Várias estruturas císticas são comumente encontradas ao redor do joelho, incluindo cistos da bainha do tendão e bursas sinoviais. Os cistos da bainha do tendão são anormalidades benignas revestidas por tecido conjuntivo fibroso denso e contendo muco.
O cisto poplíteo (isto é, cisto de Baker) é o cisto sinovial mais comum no corpo. Origina-se da bursa entre a cabeça medial do músculo gastrocnêmio e o tendão semimembranoso. Os cistos poplíteos geralmente são assintomáticos, mas costumam estar associados a distúrbios intra-articulares do joelho.
Existem quatro bursas comuns na parte frontal do joelho. A bursa suprapatelar é proximal à cápsula do joelho e fica entre o tendão do reto femoral e o fêmur, e transita com a articulação do joelho na maioria dos adultos. A bursa pré-patelar fica logo anterior à patela. A bolsa infrapatelar superficial situa-se superficialmente à parte distal do tendão patelar e à tuberosidade tibial, enquanto a bolsa infrapatelar profunda situa-se profundamente entre a parte distal do tendão patelar e a tuberosidade anterior da tíbia. A bursa superficial pode inflamar por uso excessivo ou trauma, como ajoelhamento prolongado, enquanto o uso excessivo das estruturas de extensão do joelho pode levar ao inchaço da bursa infrapatelar profunda, como saltos ou corridas repetidas.
A face medial do joelho é dominada pela bursa do pé de ganso, pela bursa semimembranosa e pela bursa suprapatelar. A bursa do pé de ganso está localizada entre o batente tibial do ligamento colateral tibial lateral e os tendões de fusão distal da sutura, músculos femorais finos e semitendíneos. A bursa semimembranosa está entre o tendão semimembranoso e o côndilo tibial medial, e a bursa suprapatelar é a maior bursa da articulação do joelho e está localizada acima da patela e na superfície profunda do músculo quadríceps.
Para avaliar a flexão ativa do joelho, peça ao paciente que assuma a posição prona e flexione o joelho ao máximo, de modo que o calcanhar fique o mais próximo possível do sulco glúteo; o ângulo normal de flexão é de aproximadamente 130°.
Para avaliar a extensão do joelho, faça com que o paciente assuma a posição sentada e maximize a extensão do joelho. A extensão do joelho além da perna esticada ou da posição neutra (0°) é normal para alguns pacientes, mas é denominada hiperextensão. A superextensão não superior a 3°-5° é uma apresentação normal. A hiperextensão além dessa faixa é chamada de retroflexão do joelho e é uma apresentação anormal.
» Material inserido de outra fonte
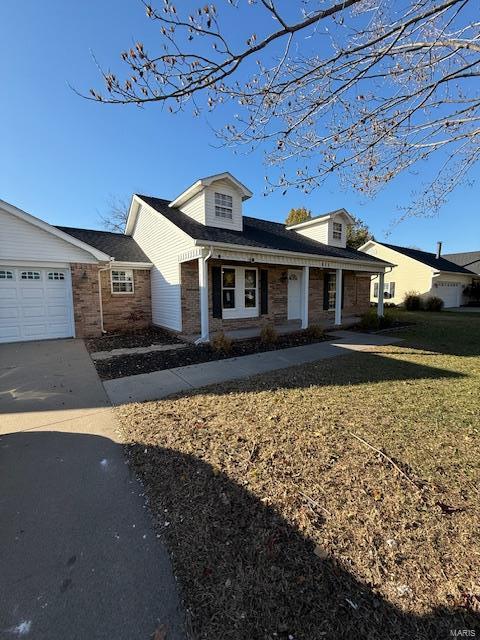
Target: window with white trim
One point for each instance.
(30, 275)
(56, 275)
(122, 281)
(389, 290)
(223, 206)
(228, 288)
(239, 292)
(332, 291)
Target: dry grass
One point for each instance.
(282, 524)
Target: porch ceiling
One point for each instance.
(273, 258)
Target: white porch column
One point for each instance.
(203, 285)
(338, 297)
(305, 280)
(381, 290)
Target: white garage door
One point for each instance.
(35, 304)
(449, 292)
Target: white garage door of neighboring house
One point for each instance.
(35, 304)
(449, 292)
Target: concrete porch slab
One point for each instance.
(159, 384)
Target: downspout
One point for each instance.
(102, 328)
(203, 338)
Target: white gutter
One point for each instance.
(203, 282)
(308, 256)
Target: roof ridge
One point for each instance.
(399, 246)
(113, 233)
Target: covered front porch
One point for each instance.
(291, 326)
(237, 293)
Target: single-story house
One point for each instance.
(194, 265)
(428, 274)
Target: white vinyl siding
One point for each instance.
(162, 242)
(224, 187)
(195, 207)
(323, 230)
(22, 241)
(333, 241)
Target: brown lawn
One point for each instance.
(282, 524)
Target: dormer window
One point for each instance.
(223, 206)
(337, 231)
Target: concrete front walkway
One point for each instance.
(79, 557)
(158, 384)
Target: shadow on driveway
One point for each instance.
(78, 554)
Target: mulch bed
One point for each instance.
(143, 338)
(122, 366)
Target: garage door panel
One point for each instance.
(449, 292)
(35, 330)
(32, 293)
(57, 310)
(9, 333)
(9, 313)
(35, 309)
(8, 294)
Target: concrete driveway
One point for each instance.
(78, 554)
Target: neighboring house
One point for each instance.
(469, 260)
(193, 265)
(429, 274)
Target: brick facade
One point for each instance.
(123, 310)
(86, 302)
(120, 311)
(356, 297)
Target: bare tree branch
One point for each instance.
(364, 88)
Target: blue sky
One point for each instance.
(62, 157)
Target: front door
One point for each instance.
(294, 294)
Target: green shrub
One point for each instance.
(315, 332)
(268, 335)
(221, 343)
(412, 301)
(433, 303)
(371, 322)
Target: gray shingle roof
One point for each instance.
(430, 259)
(468, 259)
(117, 245)
(257, 233)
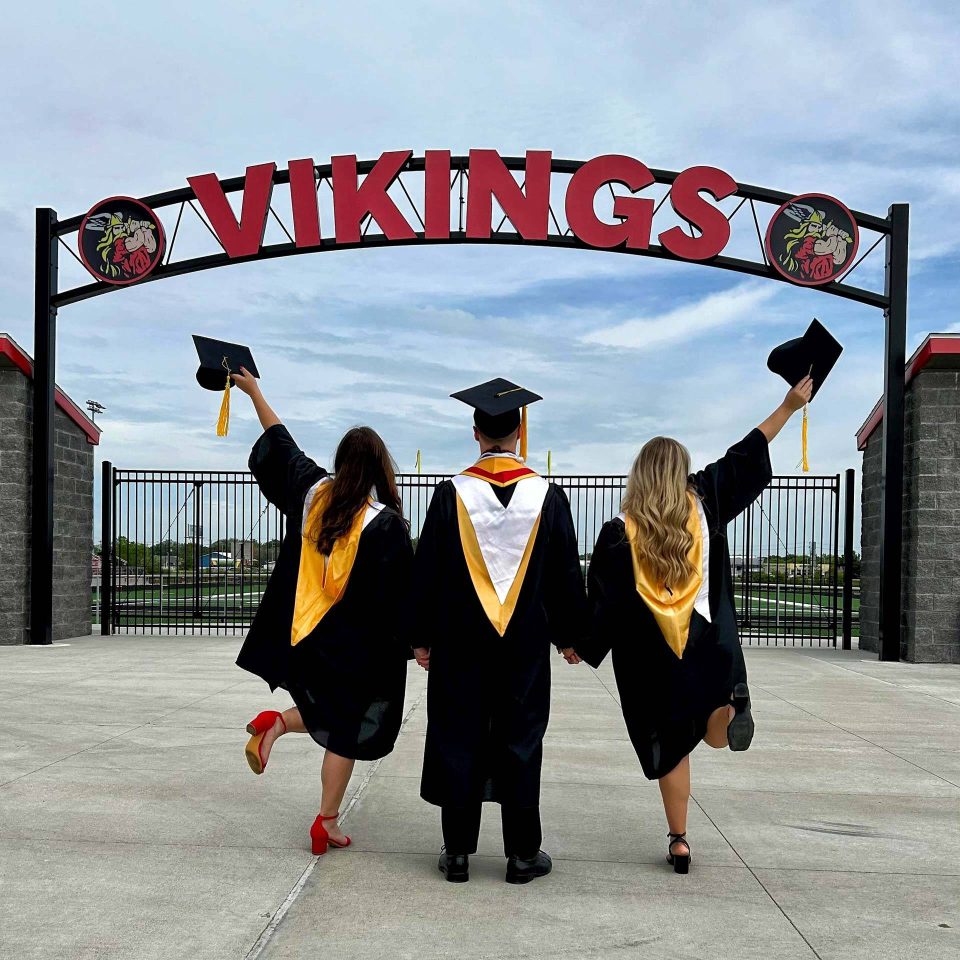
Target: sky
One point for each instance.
(858, 100)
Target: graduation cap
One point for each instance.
(812, 355)
(218, 359)
(499, 407)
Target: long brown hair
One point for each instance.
(361, 464)
(656, 500)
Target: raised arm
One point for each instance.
(247, 382)
(796, 397)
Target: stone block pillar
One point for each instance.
(930, 628)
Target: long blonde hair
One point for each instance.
(656, 500)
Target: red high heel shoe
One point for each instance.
(320, 839)
(258, 726)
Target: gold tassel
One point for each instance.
(806, 464)
(523, 434)
(223, 423)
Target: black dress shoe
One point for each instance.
(740, 728)
(523, 871)
(455, 868)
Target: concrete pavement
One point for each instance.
(131, 827)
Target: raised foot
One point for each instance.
(741, 727)
(456, 868)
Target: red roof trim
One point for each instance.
(18, 357)
(935, 345)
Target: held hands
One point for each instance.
(799, 395)
(422, 655)
(246, 382)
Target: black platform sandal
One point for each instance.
(740, 728)
(680, 861)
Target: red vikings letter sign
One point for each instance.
(811, 240)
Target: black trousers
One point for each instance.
(522, 833)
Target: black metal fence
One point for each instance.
(191, 551)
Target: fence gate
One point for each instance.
(191, 551)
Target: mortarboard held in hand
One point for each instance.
(218, 359)
(812, 355)
(499, 407)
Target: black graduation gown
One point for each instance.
(348, 675)
(488, 697)
(666, 701)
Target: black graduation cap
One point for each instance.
(814, 354)
(218, 359)
(496, 406)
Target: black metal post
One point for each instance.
(848, 560)
(835, 556)
(106, 548)
(197, 544)
(891, 505)
(44, 389)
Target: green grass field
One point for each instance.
(792, 611)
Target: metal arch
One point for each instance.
(517, 164)
(48, 298)
(460, 164)
(273, 251)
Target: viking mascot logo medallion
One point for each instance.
(121, 240)
(812, 239)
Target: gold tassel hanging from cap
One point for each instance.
(803, 435)
(523, 434)
(223, 422)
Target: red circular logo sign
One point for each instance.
(121, 240)
(812, 239)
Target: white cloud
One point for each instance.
(737, 305)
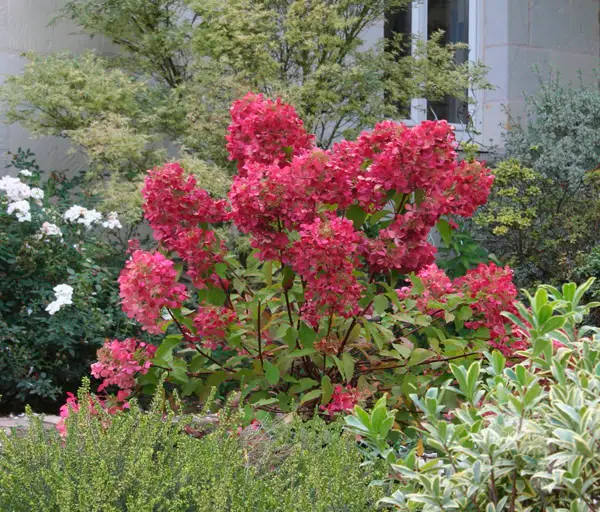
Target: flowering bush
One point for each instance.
(58, 296)
(312, 316)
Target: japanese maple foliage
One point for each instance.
(311, 316)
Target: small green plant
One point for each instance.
(524, 436)
(45, 350)
(145, 461)
(180, 64)
(543, 210)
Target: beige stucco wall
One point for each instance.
(562, 35)
(24, 26)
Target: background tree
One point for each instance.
(182, 62)
(543, 213)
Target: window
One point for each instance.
(424, 17)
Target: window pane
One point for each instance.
(451, 16)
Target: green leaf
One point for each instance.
(271, 373)
(197, 362)
(553, 324)
(268, 272)
(419, 355)
(212, 295)
(307, 335)
(221, 270)
(445, 231)
(165, 350)
(303, 385)
(302, 352)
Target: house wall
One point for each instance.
(559, 35)
(24, 27)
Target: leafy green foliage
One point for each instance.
(523, 436)
(459, 250)
(543, 210)
(42, 356)
(145, 461)
(183, 62)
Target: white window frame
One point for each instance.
(418, 106)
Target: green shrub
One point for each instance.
(44, 355)
(138, 461)
(524, 436)
(181, 63)
(544, 209)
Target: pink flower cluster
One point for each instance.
(119, 362)
(211, 324)
(492, 290)
(148, 283)
(173, 202)
(295, 202)
(297, 189)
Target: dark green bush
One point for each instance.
(41, 355)
(145, 461)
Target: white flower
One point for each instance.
(50, 229)
(112, 221)
(82, 215)
(90, 217)
(64, 296)
(14, 188)
(21, 209)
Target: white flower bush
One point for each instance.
(19, 193)
(64, 297)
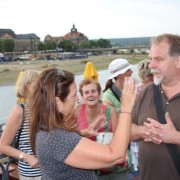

O teste de homas testa a flexibilidade do quadríceps e flexores do quadril.
Se houver uma contratura em flexão do quadril, a coxa da extremidade inferior coberta ficará inclinada em direção ao teto, em vez de ficar nivelada ou para baixo com a mesa de exame.
O ângulo da coxa pendurada em relação à mesa de exame reflete o grau de contratura em flexão do quadril.
Se houver tensão no quadríceps, a parte inferior da perna do campo cirúrgico se afastará da mesa de exame. O ângulo formado pela perna drapeada com o fio de prumo do solo reflete o grau de tensão do quadríceps.


Teste da gaveta posterior - O teste da gaveta posterior é realizado com o paciente em posição supina, o quadril afetado flexionado a 45°, o joelho flexionado a 90° e o pé em posição neutra. O examinador segura a tíbia proximal do paciente com ambas as mãos em uma pegada circular enquanto coloca os polegares de ambas as mãos na tuberosidade da tíbia. Uma força para trás é então aplicada à tíbia proximal. Um deslocamento posterior da tíbia superior a 0,5-1 cm e um deslocamento posterior maior que o do lado saudável indica uma ruptura parcial ou completa do ligamento cruzado posterior do joelho.

Teste de contração ativa do quadríceps - estabiliza o pé do paciente (geralmente sentado sobre o pé) e faz com que o paciente tente deslizar o pé para frente na mesa de exame (contra a resistência da mão do examinador). Esta manobra faz com que o músculo quadríceps se contraia, o que resultará no deslocamento anterior da tíbia em pelo menos 2 mm em um joelho com deficiência do ligamento cruzado posterior.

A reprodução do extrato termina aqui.